In sales, it’s not just what you say to a prospective client—it’s also how you say it. Even a pitch or dialogue that looks perfect on paper can be impacted, for better or for worse, by non-verbal elements or influences. If you’re nervous, in a new situation, or distracted by your environment, those feelings can be reflected in your gestures, posture, and voice.
Here are the three major types of non-verbal communication that you should be aware of when pitching your services and techniques for improving each.
When promoting and selling yourself as a consultant, your body language should express confidence instead of doubt, warmth instead of aloofness, and enthusiasm rather than apathy.
You want to avoid aggressive stances or postures that may make your client feel uncomfortable. In general, avoid crossing your arms, slumping or slouching, and excessive fidgeting. Beware of nervous behaviors you might slide into such as unconsciously clicking your pen, shaking your leg, or playing with a piece of jewelry or clothing.
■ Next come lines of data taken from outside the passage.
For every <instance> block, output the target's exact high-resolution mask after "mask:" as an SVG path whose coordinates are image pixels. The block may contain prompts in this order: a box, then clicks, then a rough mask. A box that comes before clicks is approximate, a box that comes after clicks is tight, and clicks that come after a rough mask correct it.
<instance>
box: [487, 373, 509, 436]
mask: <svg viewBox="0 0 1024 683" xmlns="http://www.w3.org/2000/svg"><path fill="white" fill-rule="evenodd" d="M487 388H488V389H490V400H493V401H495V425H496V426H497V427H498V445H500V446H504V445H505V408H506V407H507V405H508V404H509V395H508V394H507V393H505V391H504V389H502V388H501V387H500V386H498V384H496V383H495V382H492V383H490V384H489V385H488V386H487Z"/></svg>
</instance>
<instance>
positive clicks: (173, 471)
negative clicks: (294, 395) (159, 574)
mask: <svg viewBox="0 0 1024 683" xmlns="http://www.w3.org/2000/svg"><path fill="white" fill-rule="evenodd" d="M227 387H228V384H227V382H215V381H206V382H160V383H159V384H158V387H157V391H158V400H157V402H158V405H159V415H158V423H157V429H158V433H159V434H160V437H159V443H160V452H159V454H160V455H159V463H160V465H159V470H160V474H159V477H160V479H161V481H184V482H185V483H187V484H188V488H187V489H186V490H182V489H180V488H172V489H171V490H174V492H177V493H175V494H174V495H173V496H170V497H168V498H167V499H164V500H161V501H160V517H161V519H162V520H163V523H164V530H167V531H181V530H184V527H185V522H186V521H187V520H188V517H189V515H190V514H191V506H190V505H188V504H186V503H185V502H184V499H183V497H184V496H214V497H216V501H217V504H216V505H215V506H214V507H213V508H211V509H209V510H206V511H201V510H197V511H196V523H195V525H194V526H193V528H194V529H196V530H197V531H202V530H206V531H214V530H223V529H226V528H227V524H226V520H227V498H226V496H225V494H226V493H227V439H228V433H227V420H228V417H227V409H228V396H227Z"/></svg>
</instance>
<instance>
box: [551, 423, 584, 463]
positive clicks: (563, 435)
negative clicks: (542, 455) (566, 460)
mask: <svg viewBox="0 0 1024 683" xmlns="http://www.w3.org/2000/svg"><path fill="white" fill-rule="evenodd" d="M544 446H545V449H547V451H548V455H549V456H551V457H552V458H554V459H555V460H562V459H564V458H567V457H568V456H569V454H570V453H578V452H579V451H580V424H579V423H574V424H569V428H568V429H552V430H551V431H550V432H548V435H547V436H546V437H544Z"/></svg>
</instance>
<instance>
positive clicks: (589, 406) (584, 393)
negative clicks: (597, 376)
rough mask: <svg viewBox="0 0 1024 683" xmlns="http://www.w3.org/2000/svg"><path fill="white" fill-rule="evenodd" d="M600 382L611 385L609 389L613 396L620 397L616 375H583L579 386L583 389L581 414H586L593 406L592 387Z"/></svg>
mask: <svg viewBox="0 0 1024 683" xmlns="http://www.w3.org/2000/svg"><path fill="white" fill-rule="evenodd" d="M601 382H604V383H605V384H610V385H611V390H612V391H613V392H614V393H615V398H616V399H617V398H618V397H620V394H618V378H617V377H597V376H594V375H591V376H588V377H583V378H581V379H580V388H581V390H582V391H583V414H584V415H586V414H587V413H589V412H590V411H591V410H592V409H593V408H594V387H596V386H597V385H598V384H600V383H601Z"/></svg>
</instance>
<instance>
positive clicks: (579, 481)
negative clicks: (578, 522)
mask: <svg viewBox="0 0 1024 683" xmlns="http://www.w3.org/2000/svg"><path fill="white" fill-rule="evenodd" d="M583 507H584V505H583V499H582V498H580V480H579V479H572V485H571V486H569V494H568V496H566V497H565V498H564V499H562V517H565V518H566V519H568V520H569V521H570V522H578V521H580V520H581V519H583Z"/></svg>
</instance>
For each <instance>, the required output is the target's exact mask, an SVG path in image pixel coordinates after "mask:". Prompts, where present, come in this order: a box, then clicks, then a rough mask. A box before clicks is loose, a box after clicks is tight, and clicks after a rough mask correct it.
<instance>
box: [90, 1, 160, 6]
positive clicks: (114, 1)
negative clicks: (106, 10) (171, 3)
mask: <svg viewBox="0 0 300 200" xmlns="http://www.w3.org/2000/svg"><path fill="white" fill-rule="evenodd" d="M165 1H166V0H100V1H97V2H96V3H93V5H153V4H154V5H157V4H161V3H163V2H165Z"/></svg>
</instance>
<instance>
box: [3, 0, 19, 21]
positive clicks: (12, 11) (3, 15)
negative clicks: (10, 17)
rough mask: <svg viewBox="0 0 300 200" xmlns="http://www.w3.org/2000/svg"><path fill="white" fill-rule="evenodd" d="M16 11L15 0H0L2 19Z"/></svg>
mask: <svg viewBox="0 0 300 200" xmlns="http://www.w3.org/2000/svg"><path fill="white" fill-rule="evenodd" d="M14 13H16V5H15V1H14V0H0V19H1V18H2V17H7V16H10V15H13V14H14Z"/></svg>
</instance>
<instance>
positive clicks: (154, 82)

Greet the client with a firm handshake, sit up straight, and use open palm gestures when speaking.
Facial expressions are a subset of body language that come with their own set of nuances. One of the most effective and important is eye contact. Eye contact conveys trust, confidence, and respect. It shows that you’re interested in what the other person is saying and holds their attention when you are speaking. However, it is also easy to overthink. Try to remain natural and relaxed, striking a balance between unwavering staring and nervous avoidance.
A close second to eye contact is remembering to smile. Don’t hesitate to show your warmth, friendliness, and enthusiasm. When the client is speaking or asking questions, nod occasionally to indicate you are interested in what they are saying. Always be sure to give them your full attention and when in doubt mirror their body language, which will indicate that you are listening and are in agreement.
Tone of voice isn’t “non-verbal” per se, but in conjunction with your actual words, how you use your voice can influence your client as well. Monotone recitation of your experience and specialties is unlikely to inspire excitement in a prospect—or even keep them awake. Likewise, exaggerated eagerness can come across as insincere or possibly suspicious.
You want to convey passion, enthusiasm, and confidence through your voice, regardless of the circumstances of the meeting. Speak clearly and talk to the client as you would like to be spoken to.
Take time ahead of meeting with a client to practice these non-verbal communication skills. Record your voice and listen to your pace, tone, and inflection. Do you talk too fast or too slow? Do you sound monotone and uninterested or overly enthusiastic? Enlist a friend and give them your pitch to receive feedback. With practice, your skills will improve and you will be able to lead your next client meeting with confidence.